Rather different in appearance to the Kyocera Mita FS-C5250DN, the Oki C530dn throws out the layers of midnight blue, instead plumping for a colour scheme that pairs a rather lighter grey with a bright cream. The effect is much cleaner, and at just just 242mm tall the Oki's low-slung appearance is far less imposing than the 397mm-tall Kyocera, helping it to blend in nicely.  

The Oki C530dn also benefits from a boldly marked control panel, with clearly labelled buttons and a simple pair of lights. There's very little here to confuse, and the Oki is less forbidding than a good many of the other high-end printers on the market.

Of course, part of the reason for it seeming less formidable than the Kyocera is, quite simply, because it is. You miss out on the immense capabilities of the FS-C5250DN. Take the paper handling. The standard input tray is a 250-sheet version – highly capable and found on many a laser in this feature, but it simply doesn't measure up to the Kyocera's hefty 500-sheet version. 

The additional multipurpose feeder is one of the best we've seen, and can take as many as 100 sheets. 

However, the maximum paper input of the Oki C530dn is more limited, and you can only push up the Oki to 880 sheets. This is still very strong, but for those who may need the very best paper handling they can find, the Oki comes a poor second to the meaty Kyocera Mita FS-C5250DN.
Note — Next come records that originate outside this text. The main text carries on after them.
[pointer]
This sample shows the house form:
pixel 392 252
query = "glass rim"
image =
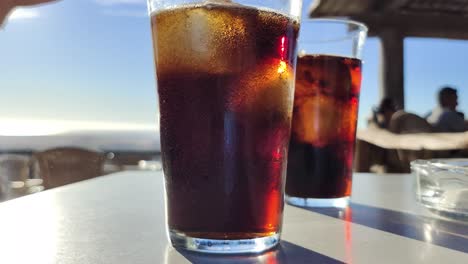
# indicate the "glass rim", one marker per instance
pixel 359 25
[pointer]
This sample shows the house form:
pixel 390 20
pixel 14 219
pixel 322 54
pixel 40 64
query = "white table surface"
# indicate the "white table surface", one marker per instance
pixel 119 218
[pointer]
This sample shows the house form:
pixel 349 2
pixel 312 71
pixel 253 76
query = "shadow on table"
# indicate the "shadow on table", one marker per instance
pixel 442 232
pixel 286 252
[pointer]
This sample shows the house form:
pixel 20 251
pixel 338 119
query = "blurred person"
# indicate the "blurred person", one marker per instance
pixel 445 117
pixel 6 6
pixel 382 115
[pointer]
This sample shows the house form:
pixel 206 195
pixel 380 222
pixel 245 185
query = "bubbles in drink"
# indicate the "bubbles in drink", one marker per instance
pixel 323 126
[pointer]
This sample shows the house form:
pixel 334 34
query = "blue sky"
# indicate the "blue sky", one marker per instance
pixel 91 60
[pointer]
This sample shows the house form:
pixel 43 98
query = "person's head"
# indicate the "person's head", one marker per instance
pixel 385 110
pixel 448 98
pixel 386 106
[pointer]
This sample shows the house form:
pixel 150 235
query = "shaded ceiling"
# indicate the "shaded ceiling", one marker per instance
pixel 418 18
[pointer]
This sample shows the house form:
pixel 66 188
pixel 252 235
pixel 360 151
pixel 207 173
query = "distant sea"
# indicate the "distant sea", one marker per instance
pixel 122 140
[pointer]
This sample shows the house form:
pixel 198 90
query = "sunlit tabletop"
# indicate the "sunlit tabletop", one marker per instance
pixel 119 218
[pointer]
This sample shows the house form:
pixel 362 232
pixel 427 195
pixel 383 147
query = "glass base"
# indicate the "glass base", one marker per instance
pixel 220 246
pixel 342 202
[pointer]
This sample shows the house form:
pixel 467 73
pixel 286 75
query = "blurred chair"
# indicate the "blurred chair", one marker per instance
pixel 65 165
pixel 15 167
pixel 408 123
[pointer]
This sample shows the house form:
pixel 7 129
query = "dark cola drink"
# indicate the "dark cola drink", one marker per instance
pixel 225 76
pixel 323 127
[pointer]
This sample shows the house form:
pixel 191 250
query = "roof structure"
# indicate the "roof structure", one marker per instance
pixel 392 21
pixel 417 18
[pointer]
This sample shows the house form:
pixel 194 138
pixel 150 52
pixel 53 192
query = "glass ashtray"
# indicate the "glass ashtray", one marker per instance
pixel 442 186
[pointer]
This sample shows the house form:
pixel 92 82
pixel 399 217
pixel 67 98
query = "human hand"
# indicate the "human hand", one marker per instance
pixel 7 5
It's also worth noting that the Oki C530dn's drawer wasn't as rugged as the Kyocera's, and a couple of times we had to give it a strong shove in order to get it to slot into place.

Like the Kyocera, the Oki C530dn comes with 256MB of memory as standard, although in the case of the Oki this can only be pushed up to a maximum of 768MB - the Kyocera can go up to 1280MB. 
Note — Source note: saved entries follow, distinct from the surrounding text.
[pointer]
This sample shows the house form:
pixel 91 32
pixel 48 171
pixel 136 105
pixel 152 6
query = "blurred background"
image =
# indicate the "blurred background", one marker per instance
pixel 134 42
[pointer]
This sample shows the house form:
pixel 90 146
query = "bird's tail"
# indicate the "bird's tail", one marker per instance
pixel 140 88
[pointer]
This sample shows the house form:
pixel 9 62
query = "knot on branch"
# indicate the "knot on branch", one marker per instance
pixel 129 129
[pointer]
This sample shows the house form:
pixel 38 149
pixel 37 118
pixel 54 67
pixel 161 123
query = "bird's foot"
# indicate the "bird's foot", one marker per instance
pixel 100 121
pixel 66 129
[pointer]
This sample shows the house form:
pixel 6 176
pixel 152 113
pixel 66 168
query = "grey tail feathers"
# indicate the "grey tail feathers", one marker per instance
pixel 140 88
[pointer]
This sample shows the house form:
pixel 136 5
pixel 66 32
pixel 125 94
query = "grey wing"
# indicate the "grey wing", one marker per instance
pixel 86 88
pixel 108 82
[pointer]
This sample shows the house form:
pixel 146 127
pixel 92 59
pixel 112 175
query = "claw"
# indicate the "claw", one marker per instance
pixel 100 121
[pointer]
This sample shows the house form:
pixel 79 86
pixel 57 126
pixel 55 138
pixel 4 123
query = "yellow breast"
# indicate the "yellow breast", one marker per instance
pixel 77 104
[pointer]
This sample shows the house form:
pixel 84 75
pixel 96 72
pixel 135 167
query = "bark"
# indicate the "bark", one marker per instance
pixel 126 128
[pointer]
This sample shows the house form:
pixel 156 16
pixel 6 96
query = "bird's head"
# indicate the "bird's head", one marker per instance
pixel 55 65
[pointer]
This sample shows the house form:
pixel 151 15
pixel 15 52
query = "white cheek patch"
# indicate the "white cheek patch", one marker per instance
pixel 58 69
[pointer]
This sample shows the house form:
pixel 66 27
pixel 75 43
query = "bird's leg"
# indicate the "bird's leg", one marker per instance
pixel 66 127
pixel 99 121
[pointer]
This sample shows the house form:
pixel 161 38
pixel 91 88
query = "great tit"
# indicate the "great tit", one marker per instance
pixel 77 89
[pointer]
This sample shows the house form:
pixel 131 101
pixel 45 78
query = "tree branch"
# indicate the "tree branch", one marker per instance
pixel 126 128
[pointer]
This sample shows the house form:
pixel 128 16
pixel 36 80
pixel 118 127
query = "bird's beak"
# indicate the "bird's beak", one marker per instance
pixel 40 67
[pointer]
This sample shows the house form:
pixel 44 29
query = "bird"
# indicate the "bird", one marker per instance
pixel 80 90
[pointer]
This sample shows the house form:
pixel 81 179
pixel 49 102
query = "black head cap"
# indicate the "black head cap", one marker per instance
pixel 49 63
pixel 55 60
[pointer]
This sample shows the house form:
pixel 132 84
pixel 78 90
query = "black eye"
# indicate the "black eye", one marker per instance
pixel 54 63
The 532MHz processor is a touch slow compared with the Kyocera's 667MHz version. The Oki doesn't have such a strong range of printer languages as the Kyocera, although the most important two - PCL 6 and PS3 support - are present and correct. We found the Oki C530dn to be a rather loud printer, and even when it's not printing, it can be emitting a loud hum. 

The Oki C530dn doesn't lack for speed, and while it again doesn't quite match up to the Kyocera, it comes very close. Its 22.3 pages per minute for text was very capable, and the output is reasonably crisp, if not particularly sensational in laser terms. 
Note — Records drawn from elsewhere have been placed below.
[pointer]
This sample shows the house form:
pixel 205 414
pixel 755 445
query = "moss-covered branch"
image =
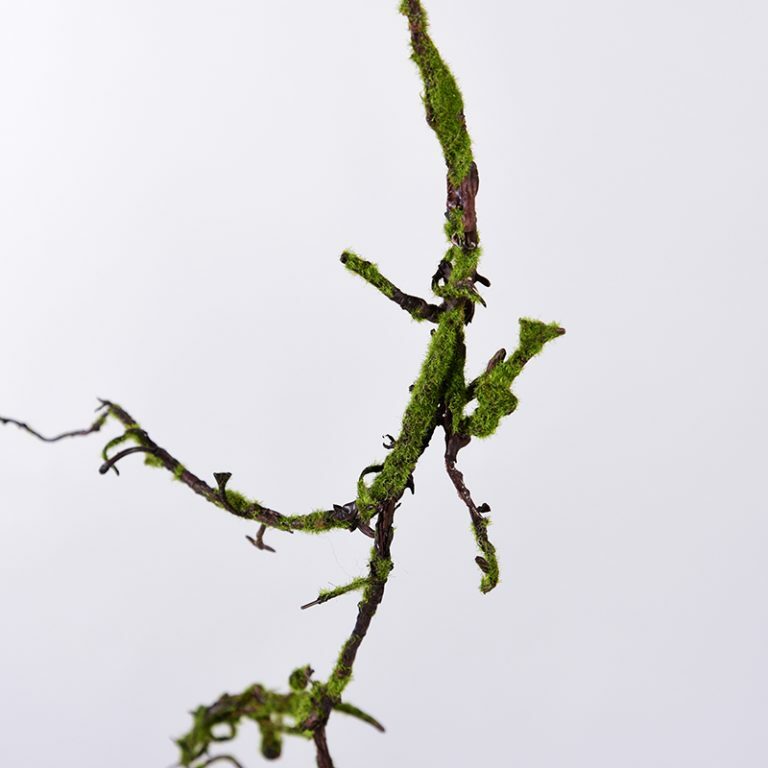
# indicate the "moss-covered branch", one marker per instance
pixel 439 398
Auto duplexing brings the speed down to 13.3ppm, which is a slightly larger drop than on the Kyocera. Nonetheless, even at 13.3ppm the duplex mode is viable - even if speed demons and the very impatient may prefer to stick to single-sided output. 

Colour was a little bit of an anti-climax. The speed (16.7ppm) was good, but the output wasn't as faithful to the source material as we would have liked, and some of the photos had a slightly unrealistic hue. It worked well enough for PowerPoint slides, though, and for general use the Oki is more than adequate.

As with the Kyocera, the Oki C530dn has outstanding running costs. Its text figures – just over one pence for a page of mono – were particularly strong.

The costs of 6.8p for a page of colour are still very reasonable, although not on a par with the Kyocera's ultra-generous 5.2p a page. 


It's not as good as the Kyocera FS-C5250DN. And that's really the problem for the Oki C530dn. At almost every step of the way, it finds itself being trumped by the Kyocera. The latter has far more potential for expansion, is faster and (for colour, at least) is cheaper on running costs. The Oki is cheaper to buy, but not by an awful lot. Given the choice, we'd find it hard to opt for the Oki first.